Their central thesis is, and it pains me to repeat this:

(This is a false claim.) "The DNC files could not have been transferred over
the internet because a speed of 23MB/s is impossible."

That is demonstrably, laughably false. The fact that on Hacker News we're
disputing whether or not it's possible to transfer files over 23MB/s is
absurd!

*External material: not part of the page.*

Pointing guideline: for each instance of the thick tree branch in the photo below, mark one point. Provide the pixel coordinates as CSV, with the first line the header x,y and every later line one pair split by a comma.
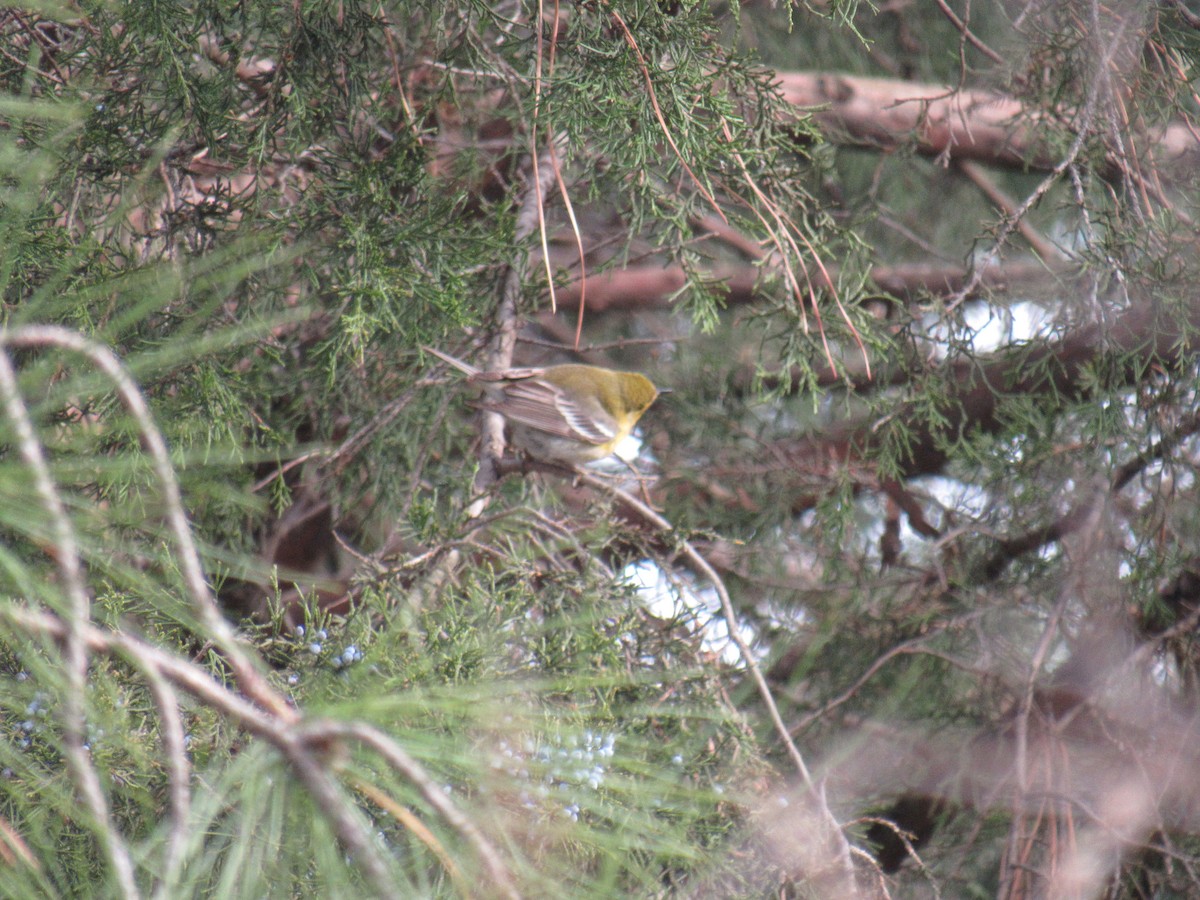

OF COURSE IT IS!

As for why the timestamps might reflect that speed, there are many possible
reasons:

* That was the actual speed of the initial transfer/dump from the DNC - whether over the internet or to a USB2 flash drive

* The timestamps were planted to provide plausible deniability or disinformation

* The timestamps were the result of a program producing files at a rate of 23MB/s, such as: a secondary transfer to a flash drive after the hack occurred, an archival or unarchival process, a compression or encryption process, copying to a network storage server, or an analysis process step that touched each file and averaged 23MB/s.

Since there are many possible ways to get to 23MB/s, it's not proof, or even
evidence, of what the authors claim.

------
justanotheranon
while i disagree with the Forenaicator's theory that file time stamps prove it
was Seth Rich and not GRU, i think this is shameless censorship by Reddit.

Aaron Shwartz would be disgusted by what Reddit has become.

instead of censorship, the correct approach would be to refute Binney and
Forensicator's claims with counter evidence. file time stamps can be trivially
modified to whatever you want and so cannot be trusted. as we saw from the CIA
Vault7 leaks on Wikileaks, CIA had dozens and dozens of programs for forging
metadata in files to frame foreign govts with attribution, which is one of the
biggest reasons why the whole narrative that Russia hacked the DNC is on shaky
ground.

------
troughway
Reddit is just another propaganda arm in the same vein as FB, Twitter and the
rest.

As usual when these things come up, jedberg is very quiet.